A falsa encrucijada da maternidade
Conquanto Lina Mascaró assinala que não tem tido nenhum problema pelo facto de ser mulher, Carlota Pí e Teresa Vallés coincidem em qual tem sido um dos momentos mais críticos em sua carreira: o da maternidade. A cofundadora de Holaluz tem três filhas e a directora geral do Pastoret tem dois. "Queres ser mãe ou ter uma carreira profissional? Essa encrucijada é a grande mentira à que nos enfrentamos todas as mulheres e é uma discriminação bestial. Por que tenho que escolher? Por sorte a cada vez há mais homens que também não estão dispostos a se dividir ao meio", reivindica Pí.
Por sua vez, Vallés assinala que o facto de ser mulher nunca lhe supôs uma trava em seu caminho, com uma salvedad, o momento de ser mãe. "Aqui é quando uma mulher tem que lidiar muito bem para poder construir uma empresa e uma família de uma maneira sã. Grande parte do problema é que nos autolimitamos. Queremos estar ao 100 %, ser uma superwoman, e isso gera desgaste. É um tema cultural e generacional. Ainda que por sorte a cada vez está a mudar mais. Compartilhar as obrigações familiares agora é mais comum", relata. Nesse sentido, acrescenta que enfrentar a essa situação se faz ainda mais complicado porque, pelo geral, o momento óptimo da maternidade coincide com a época na que mais se pode promover no âmbito trabalhista.
A necessidade de modelos de referência
Mascaró assegura que um de seus referentes foi seu pai. "Somos três irmãs e desde pequenas fez-nos entender que sendo mulher podes chegar onde queiras, podes liderar projectos e podes dirigir. E isso cria confiança", realça. Sobre esta questão, a dos modelos a seguir, também se manifesta Carlota Pí em sua conversa com Consumidor Global. "É importantísimo que se gerem modelos de referência, espelhos nos que as mulheres se possam olhar e pensem: é possível. Que não tenham que ir a personagens tão longínquas como Marie Curie, por exemplo. Precisa-se visibilidade para gerar uma nova distorção e uma nova realidade na que tenha oco para todos os homens e mulheres, seja qual seja sua orientação sexual ou sua raça", defende.
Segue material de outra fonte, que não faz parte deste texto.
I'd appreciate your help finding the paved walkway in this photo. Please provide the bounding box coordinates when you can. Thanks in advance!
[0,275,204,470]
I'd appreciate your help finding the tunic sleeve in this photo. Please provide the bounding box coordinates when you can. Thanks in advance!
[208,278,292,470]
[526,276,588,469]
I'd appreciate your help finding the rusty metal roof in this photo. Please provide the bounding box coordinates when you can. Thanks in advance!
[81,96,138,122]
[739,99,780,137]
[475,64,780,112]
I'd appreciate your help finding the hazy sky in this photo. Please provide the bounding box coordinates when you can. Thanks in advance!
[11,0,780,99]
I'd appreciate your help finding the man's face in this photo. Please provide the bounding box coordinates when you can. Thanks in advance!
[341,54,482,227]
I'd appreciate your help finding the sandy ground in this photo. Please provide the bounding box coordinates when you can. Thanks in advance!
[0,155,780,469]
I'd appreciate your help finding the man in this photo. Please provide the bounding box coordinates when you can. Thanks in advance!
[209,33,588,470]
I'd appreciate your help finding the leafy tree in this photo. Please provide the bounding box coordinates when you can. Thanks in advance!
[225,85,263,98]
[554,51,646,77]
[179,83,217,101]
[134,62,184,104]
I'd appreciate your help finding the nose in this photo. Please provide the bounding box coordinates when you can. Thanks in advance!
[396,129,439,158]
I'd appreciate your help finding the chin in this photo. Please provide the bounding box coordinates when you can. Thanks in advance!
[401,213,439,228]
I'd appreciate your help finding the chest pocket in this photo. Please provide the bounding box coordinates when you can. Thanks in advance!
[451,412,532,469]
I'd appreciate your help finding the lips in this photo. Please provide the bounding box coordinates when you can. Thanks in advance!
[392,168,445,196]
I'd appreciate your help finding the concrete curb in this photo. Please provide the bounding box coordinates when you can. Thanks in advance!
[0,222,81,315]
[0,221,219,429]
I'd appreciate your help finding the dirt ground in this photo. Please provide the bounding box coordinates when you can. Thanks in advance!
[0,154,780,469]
Nesse sentido, algumas das ferramentas que se utilizam para melhorar essa visibilidade do papel da mulher em papéis de liderança são os galardões que outorgam algumas entidades. De facto, tanto Mascaró como Vallés foram reconhecidas na última edição do Premeio Mulher Empresária de Caixabank. Apesar de recebê-lo com orgulho, a directora geral do Pastoret assinala que o ideal seria que este tipo de certámenes não tivessem que existir. "No entanto, a dia de hoje, ainda são necessários para normalizar a contribuição da mulher no âmbito empresarial. Este tipo de prêmios ajudam muito a que no futuro não sejam necessários", destaca.